Mike- Is right but I would go one further and say that the likelihood
that you will be able to locate anyone in Business Affairs, at what is
now Sony/BMG, who has even the vaguest idea what you are talking about
is bordering on zero. I have found during my days
as a DJ, that many of the majors do not even know the about CD's by
artists currently under contract to them (and are
out on the circuit touring behind these albums no less)! I too am not
a lawyer, but I think you should go ahead and do
exactly what you intend to do. Particularly since you could earmark all
income from the sale of the reissue to go
towards the scholarship fund, those involved could not even be
construed as "profiting" from the sale.
On Oct 8, 2005, at 2:35 AM, Mike Richter wrote:
> Rod Stephens wrote:
>> Hello Karl,
>> I've watched the back and forth discussion re: copyrights with much
>> interest for a personal reason. During my personal time, I've been
>> remastering to CD recordings from 1/4" master tapes that were made
>> from 1951 to 1955 at small western college that I attended. In fact,
>> I was a member of the choral ensemble that was the subject of the
>> recordings, so I guess that would make me one of the artists. Also,
>> the tapes were recorded by a local engineer/dairyman (his hobby), and
>> then, used to make two commercial releases by Columbia Masterworks.
>> There are about three more LPs that were released on Columbia's minor
>> labels (Harmony, Epic, etc.). However, the masters have remained in
>> the possession of the succeeding conductors of the choir, and only
>> recently were given to me for remastering. I have sold a small
>> number of the CDs to choir alumni (also, the "artists") who requested
>> them, the cost of which, used to cover my minor costs, and the
>> balance sent to the current college choir fund (a charitable
>> donation). The main thrust of this remastering is to be part of an
>> archive at the college which we alums are trying to set up, so that
>> there will be a history for the ongoing ensemble carrying on the
>> tradition, and others that can take pride in the achievements that
>> have been carried on at the school.
>> So far, the current director of the ensemble, one of the school of
>> music professors, says that my remasterings are much better than the
>> Columbia LPs, but I credit that to the digital tools that I use today
>> that weren't available to the Columbia engineers. Anyway, I feel
>> that these are substantially improved recordings and changed in the
>> I guess I'm asking what the potential sale of these new renditions to
>> the public could trigger? Or, is just the private sale to alums
>> legal? We wish to generate revenue to help set up the archive.
>> Again, remember, the masters were produced by our own engineer and
>> returned I would guess after submastering to LP (the director who
>> conducted and took the masters has passed on, so I don't have any
>> direct knowledge of the process). I'm pretty sure that these are the
>> original masters due to the writing and EQ settings on the tape
>> boxes, and the manual splices and manual editing.
>> I'd appreciate any input on what I feel is a unique situation.
> As always, it is necessary to note that I am not an attorney. The
> following is from my reading and a few discussions with attorneys.
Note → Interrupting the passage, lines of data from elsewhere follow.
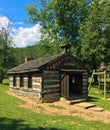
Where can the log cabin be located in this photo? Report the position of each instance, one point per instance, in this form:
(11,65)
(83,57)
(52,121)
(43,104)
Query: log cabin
(48,79)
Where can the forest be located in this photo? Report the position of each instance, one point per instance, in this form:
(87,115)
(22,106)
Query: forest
(84,24)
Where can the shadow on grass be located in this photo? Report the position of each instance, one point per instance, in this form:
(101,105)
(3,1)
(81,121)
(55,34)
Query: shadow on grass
(12,124)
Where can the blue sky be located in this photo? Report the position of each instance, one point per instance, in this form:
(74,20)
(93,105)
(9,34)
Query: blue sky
(14,10)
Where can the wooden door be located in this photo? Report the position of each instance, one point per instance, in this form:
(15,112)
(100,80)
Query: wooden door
(65,86)
(78,84)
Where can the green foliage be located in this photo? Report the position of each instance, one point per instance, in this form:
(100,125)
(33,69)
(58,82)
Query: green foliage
(6,52)
(94,35)
(14,116)
(59,19)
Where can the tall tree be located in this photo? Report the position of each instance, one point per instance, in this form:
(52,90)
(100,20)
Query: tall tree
(60,20)
(6,54)
(94,34)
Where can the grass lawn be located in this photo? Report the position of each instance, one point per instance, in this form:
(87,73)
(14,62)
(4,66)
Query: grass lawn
(13,117)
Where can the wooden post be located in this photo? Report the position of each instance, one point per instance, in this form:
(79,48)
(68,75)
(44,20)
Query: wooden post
(91,80)
(104,84)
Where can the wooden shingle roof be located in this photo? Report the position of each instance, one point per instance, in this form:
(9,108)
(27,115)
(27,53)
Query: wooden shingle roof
(37,64)
(33,65)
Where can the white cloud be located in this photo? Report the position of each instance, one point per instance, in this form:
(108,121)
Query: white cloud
(26,36)
(22,37)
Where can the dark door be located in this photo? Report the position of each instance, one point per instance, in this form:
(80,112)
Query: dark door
(78,84)
(65,86)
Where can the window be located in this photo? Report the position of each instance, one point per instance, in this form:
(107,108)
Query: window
(29,81)
(14,80)
(21,81)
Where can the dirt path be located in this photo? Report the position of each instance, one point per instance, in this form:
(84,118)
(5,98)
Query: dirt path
(62,108)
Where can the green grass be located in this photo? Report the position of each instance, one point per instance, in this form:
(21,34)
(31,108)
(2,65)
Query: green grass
(13,117)
(97,97)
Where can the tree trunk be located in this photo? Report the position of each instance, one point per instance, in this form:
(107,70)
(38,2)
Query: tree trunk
(1,80)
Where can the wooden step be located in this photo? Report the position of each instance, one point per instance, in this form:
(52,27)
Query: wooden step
(76,101)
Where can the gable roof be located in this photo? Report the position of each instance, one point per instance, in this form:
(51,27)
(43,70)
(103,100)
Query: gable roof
(37,64)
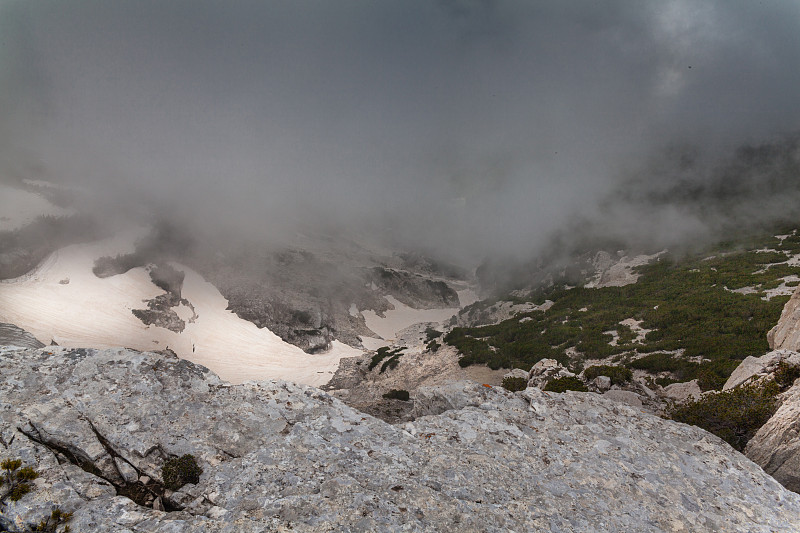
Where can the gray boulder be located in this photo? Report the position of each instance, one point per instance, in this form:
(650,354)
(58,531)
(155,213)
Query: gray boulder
(760,366)
(776,446)
(544,371)
(98,424)
(624,396)
(680,392)
(786,333)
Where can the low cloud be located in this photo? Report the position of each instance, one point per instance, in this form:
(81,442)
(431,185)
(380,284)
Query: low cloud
(473,128)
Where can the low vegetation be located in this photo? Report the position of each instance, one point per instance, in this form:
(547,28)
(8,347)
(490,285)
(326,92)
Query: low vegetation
(179,471)
(15,479)
(734,415)
(392,358)
(15,482)
(693,326)
(397,394)
(515,384)
(619,375)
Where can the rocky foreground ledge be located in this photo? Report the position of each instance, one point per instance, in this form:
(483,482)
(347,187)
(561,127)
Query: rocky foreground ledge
(98,426)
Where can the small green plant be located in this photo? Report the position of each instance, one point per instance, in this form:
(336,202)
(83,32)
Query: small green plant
(431,334)
(397,394)
(618,374)
(786,374)
(564,384)
(513,384)
(15,478)
(179,471)
(383,353)
(51,523)
(734,415)
(433,346)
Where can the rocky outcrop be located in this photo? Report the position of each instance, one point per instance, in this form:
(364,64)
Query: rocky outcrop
(759,367)
(99,425)
(413,289)
(12,335)
(546,370)
(776,446)
(681,392)
(786,333)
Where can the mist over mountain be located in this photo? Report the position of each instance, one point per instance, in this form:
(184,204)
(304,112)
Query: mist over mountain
(467,129)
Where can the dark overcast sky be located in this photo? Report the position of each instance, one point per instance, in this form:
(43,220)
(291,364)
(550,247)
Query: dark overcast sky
(478,125)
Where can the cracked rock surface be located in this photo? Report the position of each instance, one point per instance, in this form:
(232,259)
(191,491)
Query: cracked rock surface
(282,457)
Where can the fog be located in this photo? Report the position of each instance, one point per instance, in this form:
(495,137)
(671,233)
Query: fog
(472,128)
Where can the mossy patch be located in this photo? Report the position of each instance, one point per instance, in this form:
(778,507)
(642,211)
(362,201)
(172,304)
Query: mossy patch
(686,302)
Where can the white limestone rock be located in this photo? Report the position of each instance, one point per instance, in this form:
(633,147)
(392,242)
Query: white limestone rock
(786,333)
(776,446)
(681,392)
(760,366)
(282,457)
(624,396)
(544,371)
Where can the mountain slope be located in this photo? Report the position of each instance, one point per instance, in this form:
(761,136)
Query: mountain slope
(277,456)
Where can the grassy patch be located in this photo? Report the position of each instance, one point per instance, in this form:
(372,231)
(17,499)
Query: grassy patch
(513,384)
(734,415)
(392,358)
(686,302)
(397,394)
(619,375)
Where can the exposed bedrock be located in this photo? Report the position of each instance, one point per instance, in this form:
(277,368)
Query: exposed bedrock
(277,456)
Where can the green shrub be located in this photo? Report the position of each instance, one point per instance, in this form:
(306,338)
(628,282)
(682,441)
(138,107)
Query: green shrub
(51,523)
(15,479)
(564,384)
(179,471)
(733,415)
(515,384)
(382,353)
(618,374)
(397,394)
(785,375)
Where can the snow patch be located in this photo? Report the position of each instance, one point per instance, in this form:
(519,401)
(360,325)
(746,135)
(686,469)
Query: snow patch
(96,312)
(402,316)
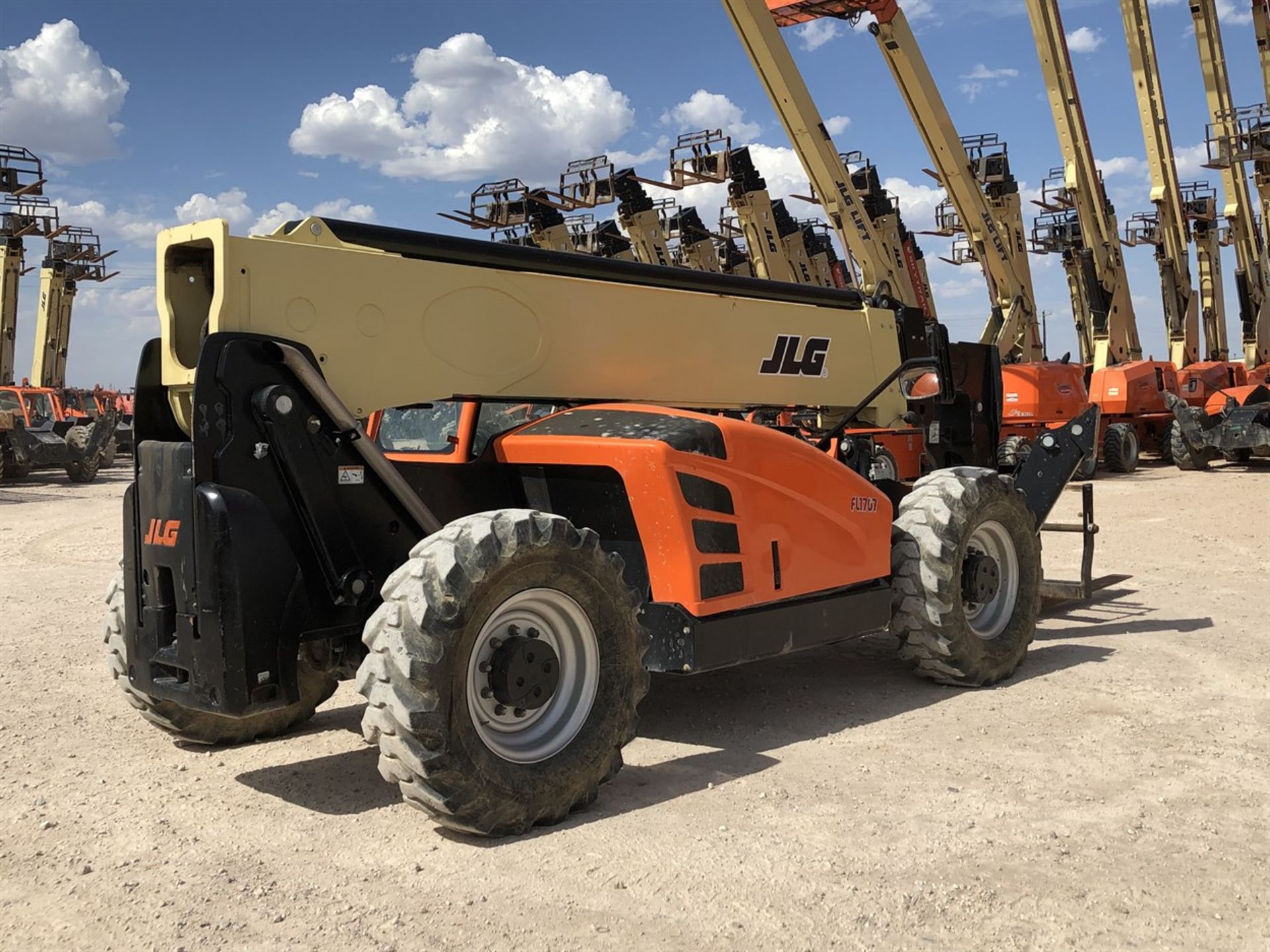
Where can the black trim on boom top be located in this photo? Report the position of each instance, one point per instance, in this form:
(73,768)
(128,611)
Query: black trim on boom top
(492,254)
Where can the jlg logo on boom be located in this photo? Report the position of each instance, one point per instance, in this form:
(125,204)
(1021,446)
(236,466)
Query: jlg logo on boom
(785,360)
(163,532)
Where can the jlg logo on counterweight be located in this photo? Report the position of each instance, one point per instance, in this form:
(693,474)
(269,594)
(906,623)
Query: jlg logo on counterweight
(163,532)
(785,360)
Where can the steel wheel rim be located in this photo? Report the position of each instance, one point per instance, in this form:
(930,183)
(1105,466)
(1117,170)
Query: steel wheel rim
(987,619)
(542,733)
(1132,447)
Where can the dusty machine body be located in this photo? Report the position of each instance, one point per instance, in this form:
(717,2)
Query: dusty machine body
(556,496)
(37,433)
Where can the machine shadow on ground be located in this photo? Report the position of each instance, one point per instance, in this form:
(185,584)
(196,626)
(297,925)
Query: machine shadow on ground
(740,716)
(28,488)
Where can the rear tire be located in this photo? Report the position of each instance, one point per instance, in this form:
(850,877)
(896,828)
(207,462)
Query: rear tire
(1013,454)
(460,754)
(1185,457)
(81,467)
(949,516)
(200,727)
(1121,448)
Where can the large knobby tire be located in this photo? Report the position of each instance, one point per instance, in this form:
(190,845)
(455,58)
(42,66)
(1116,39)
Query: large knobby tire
(200,727)
(1013,454)
(81,467)
(460,756)
(1185,457)
(1121,448)
(945,527)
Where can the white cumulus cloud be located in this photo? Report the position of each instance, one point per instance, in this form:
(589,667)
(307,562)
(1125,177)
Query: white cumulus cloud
(837,125)
(113,226)
(59,99)
(1082,40)
(284,212)
(817,33)
(1123,165)
(712,111)
(230,205)
(1230,12)
(469,113)
(974,81)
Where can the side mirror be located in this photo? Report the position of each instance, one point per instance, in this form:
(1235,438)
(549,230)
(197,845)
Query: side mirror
(920,383)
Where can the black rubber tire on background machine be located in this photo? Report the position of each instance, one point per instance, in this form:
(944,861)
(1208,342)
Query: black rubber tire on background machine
(1013,452)
(1185,457)
(81,467)
(1166,442)
(200,727)
(883,466)
(937,541)
(443,611)
(1121,448)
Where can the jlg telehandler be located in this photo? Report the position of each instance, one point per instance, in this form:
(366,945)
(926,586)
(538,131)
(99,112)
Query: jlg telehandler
(542,517)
> It is essential to find out what agreement was signed with Columbia
> for the commercial releases. In all likelihood, it is limited to the
> titles they published, but it could have an exclusivity clause which
> goes farther.
> Someone in the school's legal office should contact someone at CBS
> after reviewing the agreement. Under the circumstances, it is likely
> that CBS would waive any rights the agreement might have given them.
> It is even possible, though quite unlikely, that they would like to
> publish one or more of your transfers.
> The essential point is that the college presumably had all rights
> initially unless there was a soloist under contract, in which case
> that agreement would also have to be checked. Some rights were granted
> to Columbia for publication; they are what probably need to be waived.